The User has the option to override the context within the function later or use the same context being passed. He can change the current and target object at any point and also switch target and current object to each other.
$$TgtObject is used to evaluate the value of an expression in the context of the target object.
It is important to note that the parameter values which are passed to the functions are always evaluated in the context of the caller. Parameter specification within the functions is just to determine the data type, order and number of parameters. These are basically the place-holders for values passed from caller object context. The target object context or context switch within the function does not affect the initial values of the parameters. Later, within the function, these values can be altered just like ordinary variables.

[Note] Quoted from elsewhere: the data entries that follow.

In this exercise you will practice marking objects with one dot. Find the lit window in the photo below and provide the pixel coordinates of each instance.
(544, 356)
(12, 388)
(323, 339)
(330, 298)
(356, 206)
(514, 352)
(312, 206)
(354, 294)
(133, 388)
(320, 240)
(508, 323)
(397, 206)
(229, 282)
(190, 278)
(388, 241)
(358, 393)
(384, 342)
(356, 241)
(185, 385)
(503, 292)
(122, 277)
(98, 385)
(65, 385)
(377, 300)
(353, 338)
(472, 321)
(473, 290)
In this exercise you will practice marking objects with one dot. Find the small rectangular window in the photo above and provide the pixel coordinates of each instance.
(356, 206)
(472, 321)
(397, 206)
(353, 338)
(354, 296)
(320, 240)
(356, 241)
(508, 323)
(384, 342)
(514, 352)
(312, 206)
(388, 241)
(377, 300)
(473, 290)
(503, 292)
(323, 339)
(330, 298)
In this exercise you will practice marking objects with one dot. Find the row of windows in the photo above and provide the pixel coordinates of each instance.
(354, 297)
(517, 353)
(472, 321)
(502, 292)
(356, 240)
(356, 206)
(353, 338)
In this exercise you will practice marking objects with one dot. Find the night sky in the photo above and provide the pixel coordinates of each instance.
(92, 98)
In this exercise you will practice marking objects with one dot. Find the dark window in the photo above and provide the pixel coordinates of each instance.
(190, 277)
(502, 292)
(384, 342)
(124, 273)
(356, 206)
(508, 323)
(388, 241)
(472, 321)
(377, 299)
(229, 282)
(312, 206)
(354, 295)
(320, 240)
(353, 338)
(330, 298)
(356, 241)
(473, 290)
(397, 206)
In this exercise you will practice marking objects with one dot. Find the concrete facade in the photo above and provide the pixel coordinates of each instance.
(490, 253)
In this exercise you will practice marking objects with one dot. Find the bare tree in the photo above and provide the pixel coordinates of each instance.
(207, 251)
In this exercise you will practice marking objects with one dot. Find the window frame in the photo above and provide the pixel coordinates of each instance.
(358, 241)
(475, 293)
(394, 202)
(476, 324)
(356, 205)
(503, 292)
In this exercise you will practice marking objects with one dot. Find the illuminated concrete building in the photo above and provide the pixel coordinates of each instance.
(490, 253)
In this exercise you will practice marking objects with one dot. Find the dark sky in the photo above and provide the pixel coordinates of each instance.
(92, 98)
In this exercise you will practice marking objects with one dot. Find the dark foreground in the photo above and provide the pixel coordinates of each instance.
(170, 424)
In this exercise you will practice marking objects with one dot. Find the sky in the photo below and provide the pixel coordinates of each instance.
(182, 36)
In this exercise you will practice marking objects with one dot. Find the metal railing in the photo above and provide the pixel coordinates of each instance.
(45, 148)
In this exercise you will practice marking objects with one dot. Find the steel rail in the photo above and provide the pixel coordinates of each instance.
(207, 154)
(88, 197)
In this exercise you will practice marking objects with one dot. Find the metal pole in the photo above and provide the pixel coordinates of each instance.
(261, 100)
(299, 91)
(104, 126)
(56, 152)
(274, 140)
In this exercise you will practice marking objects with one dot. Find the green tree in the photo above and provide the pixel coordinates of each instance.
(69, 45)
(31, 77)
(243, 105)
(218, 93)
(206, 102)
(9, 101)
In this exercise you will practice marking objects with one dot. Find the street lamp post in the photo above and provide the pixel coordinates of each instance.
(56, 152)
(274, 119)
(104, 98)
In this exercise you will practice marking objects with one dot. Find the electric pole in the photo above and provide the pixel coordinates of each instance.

We have already discussed above that function can return a value. This can be specified by the function by indicating the data type of the value it returns, no specification assumed as a void function (a function which does not return a value). Each statement (Actions discussed in the next section) used can return a value. This depends on the individual action. Some actions may not return a value. The data type of the return value is also predefined by the action. Return value of the last action executed can be extracted using an internal function ‘$$LastResult’. Any error messages generated from the system can be obtained with $$LastError. This can only be used to determine the result of the intermediate statements used within the function. The final value which is to be returned from the function has to be explicitly given using the RETURN construct discussed in the previous section.